How to properly use Simplex with Dirichlet likelihood?

I have some data, which looks like:

curr_A, curr_B, curr_C, curr_D, curr_E, days, end_1, end_2, end_3
1,      0,      0,      0,      0,      1,     0.3,  0.7,   0.0
1,      0,      0,      0,      0,      2,     0.2,  0.6,   0.2      

My input variables are curr_A...curr_E and days. While my output variables are curr_1...curr_3 (note that they sum to 1, so you can think of them as a given row’s affiliation w/ each of the three outputs.) The goal is to use a Dirichlet a distribution to model my outputs.

Currently, an error is being thrown regarding pred~dirichlet(Y[n]);: Real return type required for probability function. Could anyone explain where I’m going wrong?

Additionally, is a simplex required for what I’m trying to do?

Edit: Stan also takes issue with softmax usage. No idea why.

data {
  int K; //outcome classes, 3
  int N; //num rows
  int D; //input dimensions, 5
  row_vector[K] Y[N]; //array of row vectors, each with k elements
  matrix[N,D] X;
  int days[N]; 
}
parameters {
  matrix[D, K] C; //[5,3] 
  matrix[D, K] B; //[5,3]
  
}
model {
  for (n in 1:N){
    row_vector[K] pred; // [1,3]
    row_vector[D] ipt; // [1,5]
    ipt = X[n]; 
    
    //   [1,5]*[5,3] + [1,5]*[5,3] => [1,3]
    pred = ipt * C + (ipt * days[n]) * B;
    pred = softmax(pred);
    pred~dirichlet(Y[n]); //    
  }
}

The cause of the specific error seems to be that the dirichlet_lpdf has type real, so I’m guessing if you initialize real pred[K] this error would go away.

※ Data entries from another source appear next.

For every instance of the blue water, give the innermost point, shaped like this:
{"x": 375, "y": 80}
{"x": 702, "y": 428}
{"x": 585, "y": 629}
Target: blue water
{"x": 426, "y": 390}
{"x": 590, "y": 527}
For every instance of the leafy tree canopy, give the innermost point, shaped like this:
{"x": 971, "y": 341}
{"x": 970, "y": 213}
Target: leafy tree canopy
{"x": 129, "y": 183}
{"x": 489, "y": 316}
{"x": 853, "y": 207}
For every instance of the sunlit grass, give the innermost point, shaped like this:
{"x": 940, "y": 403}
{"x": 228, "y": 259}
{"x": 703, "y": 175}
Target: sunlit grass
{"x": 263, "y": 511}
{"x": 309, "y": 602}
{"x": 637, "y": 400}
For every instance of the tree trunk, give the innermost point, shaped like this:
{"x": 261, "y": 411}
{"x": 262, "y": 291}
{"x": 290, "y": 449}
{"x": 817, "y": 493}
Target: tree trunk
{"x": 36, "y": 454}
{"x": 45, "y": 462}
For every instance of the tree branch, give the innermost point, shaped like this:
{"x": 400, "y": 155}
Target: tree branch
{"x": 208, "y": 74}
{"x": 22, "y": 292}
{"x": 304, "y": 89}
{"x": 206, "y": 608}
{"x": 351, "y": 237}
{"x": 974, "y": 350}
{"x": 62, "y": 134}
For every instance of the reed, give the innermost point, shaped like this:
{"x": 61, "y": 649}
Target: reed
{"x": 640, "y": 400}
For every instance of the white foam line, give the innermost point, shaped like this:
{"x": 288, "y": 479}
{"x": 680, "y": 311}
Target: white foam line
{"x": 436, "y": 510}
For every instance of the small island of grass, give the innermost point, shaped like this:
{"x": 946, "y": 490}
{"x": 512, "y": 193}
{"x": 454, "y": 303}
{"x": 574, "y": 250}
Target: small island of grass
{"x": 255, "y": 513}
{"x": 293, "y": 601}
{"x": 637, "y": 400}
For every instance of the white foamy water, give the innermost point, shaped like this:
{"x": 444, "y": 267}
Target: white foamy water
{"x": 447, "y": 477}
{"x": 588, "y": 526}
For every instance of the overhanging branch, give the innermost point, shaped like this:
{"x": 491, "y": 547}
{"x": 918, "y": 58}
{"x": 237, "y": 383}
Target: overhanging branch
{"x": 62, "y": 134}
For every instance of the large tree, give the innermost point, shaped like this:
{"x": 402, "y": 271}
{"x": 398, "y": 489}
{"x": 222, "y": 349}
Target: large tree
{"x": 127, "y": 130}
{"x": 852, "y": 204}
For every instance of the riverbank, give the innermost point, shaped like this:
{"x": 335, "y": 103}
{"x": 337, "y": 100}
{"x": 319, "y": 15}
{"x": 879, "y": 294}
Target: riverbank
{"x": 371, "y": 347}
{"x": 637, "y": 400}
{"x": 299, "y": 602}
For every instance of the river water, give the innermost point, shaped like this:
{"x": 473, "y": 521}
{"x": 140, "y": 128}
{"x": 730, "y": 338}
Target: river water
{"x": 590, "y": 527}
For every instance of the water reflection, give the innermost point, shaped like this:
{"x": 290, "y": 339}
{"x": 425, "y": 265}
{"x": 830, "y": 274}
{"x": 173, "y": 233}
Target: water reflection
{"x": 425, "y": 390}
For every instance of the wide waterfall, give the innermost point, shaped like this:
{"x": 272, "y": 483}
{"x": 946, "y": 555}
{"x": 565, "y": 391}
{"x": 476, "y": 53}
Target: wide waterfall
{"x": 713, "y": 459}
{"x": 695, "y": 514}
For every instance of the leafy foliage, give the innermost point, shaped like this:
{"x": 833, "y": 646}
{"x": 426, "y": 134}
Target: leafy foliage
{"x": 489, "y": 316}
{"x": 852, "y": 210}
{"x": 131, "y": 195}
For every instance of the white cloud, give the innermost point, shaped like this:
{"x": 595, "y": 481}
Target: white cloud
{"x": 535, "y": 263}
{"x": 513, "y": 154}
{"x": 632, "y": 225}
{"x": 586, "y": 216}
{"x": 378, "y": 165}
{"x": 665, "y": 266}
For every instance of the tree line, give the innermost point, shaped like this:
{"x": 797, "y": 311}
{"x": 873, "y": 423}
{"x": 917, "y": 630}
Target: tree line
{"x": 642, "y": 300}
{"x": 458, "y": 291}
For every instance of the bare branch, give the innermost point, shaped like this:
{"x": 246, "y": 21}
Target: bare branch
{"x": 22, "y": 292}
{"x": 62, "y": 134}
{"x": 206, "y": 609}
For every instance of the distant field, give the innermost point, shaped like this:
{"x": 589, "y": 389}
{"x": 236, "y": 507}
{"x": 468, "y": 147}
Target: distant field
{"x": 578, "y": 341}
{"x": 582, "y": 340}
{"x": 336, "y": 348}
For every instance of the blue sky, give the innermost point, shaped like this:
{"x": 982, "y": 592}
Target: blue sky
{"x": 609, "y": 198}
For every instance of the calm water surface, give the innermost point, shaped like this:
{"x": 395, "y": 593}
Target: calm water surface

A simplex type variable should not be needed for a Dirichlet prior, but maybe it’s recommended as it would enforce the correct constraint on the parameter. However, there may be some bugs with the type.

1 Like

Hello Jacob.

Premise: I did not study your model well, I am just referring to the dirichlet part.

Few points,

  • you cannot transform any parameter in a non-linear way (e.g. softmax, log etc…) without Jacobian correction
  • When you tranform any variable with N degrees of freedom with softmax, you get undeterminability as softmax(1,1,1) == softmax(2,2,2). So you have to start with a variable with N-1 degrees of freedom

But independently from all this I don’t think you need a Dirichlet distribution for this.

1 Like

There are three possible issues here. First, the softmax function is only defined for vectors, not row vectors. So if you want to end up with a row vector, then you need to transpose the inside of the function call and then transpose the result:

pred[n] = softmax((X[n] * C + (X[n] * days[n]) * B)')';

The next is that you’re providing priors for a local, temporary, variable. Try moving the construction of pred to the transformed parameters block:

transformed parameters {
  row_vector[K] pred[N];

  for (n in 1:N){
    pred[n] = softmax((X[n] * C + (X[n] * days[n]) * B)')';
  }
}

Additionally, because you’re putting a prior on a transformation (i.e., softmax(pred) ~ dirichlet(Y)), you need to add a correction factor, which is the log absolute determinant of the jacobian. More details on the jacobian is here: https://eli.thegreenplace.net/2016/the-softmax-function-and-its-derivative/

A rough implementation of this is:

  for(n in 1:N) {
    matrix[K,K] jacobian;
    for(i in 1:K) {
      for(j in 1:K) {
        jacobian[i,j] = pred[n][i] * (ident[i,j] - pred[n][j]);
      }
    }
    target += log_determinant(jacobian);
  }

Putting this all together (into untested code, so no promises), you end up with:

data {
  int K; //outcome classes, 3
  int N; //num rows
  int D; //input dimensions, 5
  row_vector[K] Y[N]; //array of row vectors, each with k elements
  matrix[N,D] X;
  int days[N]; 
}
transformed data {
  matrix[K,K] ident = diag_matrix(rep_vector(1,K));
}
parameters {
  matrix[D, K] C; //[5,3] 
  matrix[D, K] B; //[5,3]
  
}
transformed parameters {
  row_vector[K] pred[N];

  for (n in 1:N){
    pred[n] = softmax((X[n] * C + (X[n] * days[n]) * B)')';
  }
}
model {
  for(n in 1:N) {
    pred[n] ~ dirichlet(Y[n]);

    matrix[K,K] jacobian;
    for(i in 1:K) {
      for(j in 1:K) {
        jacobian[i,j] = pred[n][i] * (ident[i,j] - pred[n][j]);
      }
    }
    target += log_determinant(jacobian);
  }
}
3 Likes

Nice! what do you mean by rough implementation?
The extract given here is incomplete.